So gesehen wird sich in an seinem Nein zu einer Koalition mit FPÖ-Chef Kickl auf absehbare Zeit nichts ändern. Bereits am Dienstag trifft Nehammer SPÖ-Chef Andreas Babler und anschließend Kickl. Der Bundespräsident hatte die drei Parteiobleute vergangene Woche aufgefordert, mögliche Koalitionsmöglichkeiten auszuloten.

Wallner, der bei der Wahlparty mit „Hoch soll er leben“ gefeiert wurde, will bei der Koalitionsfrage schnell Nägel mit Köpfen machen – und sich damit vom Bund abgrenzen. Er betonte die intakte Gesprächsbasis zu allen Parteien und unterstrich den Wunsch der Wähler nach Veränderung, allen voran bei Zuwanderung und leistbarem Leben.
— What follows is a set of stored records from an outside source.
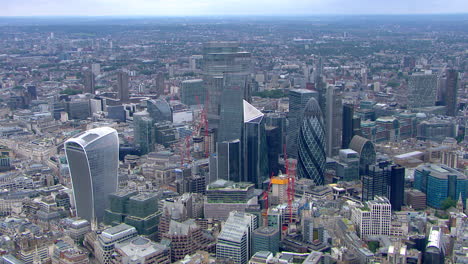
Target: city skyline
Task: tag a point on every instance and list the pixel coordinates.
(230, 7)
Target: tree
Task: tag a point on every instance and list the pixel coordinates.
(448, 202)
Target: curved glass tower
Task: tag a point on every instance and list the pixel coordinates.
(311, 144)
(93, 159)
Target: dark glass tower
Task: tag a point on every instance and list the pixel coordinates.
(254, 146)
(397, 187)
(311, 144)
(298, 100)
(348, 113)
(451, 92)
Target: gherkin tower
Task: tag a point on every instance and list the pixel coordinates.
(311, 144)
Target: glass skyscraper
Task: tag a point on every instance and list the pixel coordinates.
(311, 144)
(254, 146)
(93, 159)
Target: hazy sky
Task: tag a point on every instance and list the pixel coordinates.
(226, 7)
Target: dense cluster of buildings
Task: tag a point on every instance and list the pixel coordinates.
(183, 148)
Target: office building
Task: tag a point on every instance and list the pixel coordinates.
(366, 150)
(440, 182)
(347, 167)
(334, 121)
(143, 132)
(397, 187)
(451, 91)
(159, 110)
(254, 146)
(375, 182)
(122, 87)
(89, 82)
(435, 249)
(93, 159)
(141, 250)
(231, 108)
(265, 238)
(347, 124)
(422, 90)
(223, 197)
(222, 59)
(311, 144)
(226, 164)
(104, 245)
(298, 99)
(373, 219)
(193, 92)
(234, 241)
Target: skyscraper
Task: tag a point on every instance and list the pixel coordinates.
(397, 187)
(234, 241)
(422, 90)
(221, 59)
(451, 92)
(122, 87)
(143, 131)
(311, 144)
(254, 146)
(348, 114)
(298, 99)
(93, 159)
(89, 82)
(334, 121)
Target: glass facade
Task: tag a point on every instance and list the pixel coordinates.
(93, 159)
(440, 182)
(311, 144)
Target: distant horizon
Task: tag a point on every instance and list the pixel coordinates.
(203, 8)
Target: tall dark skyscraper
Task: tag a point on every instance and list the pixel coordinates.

Damit steht ab sofort die steirische Landtagswahl am 24. November im Fokus. Zumal die Ausgangslage wie die Rahmenbedingungen deutlich andere sind. Zum einen sind die Abstände zwischen ÖVP, SPÖ und FPÖ traditionell geringer, und am 29. September hatte die FPÖ im schwarz-rot regierten Bundesland bereits die Nase vorn.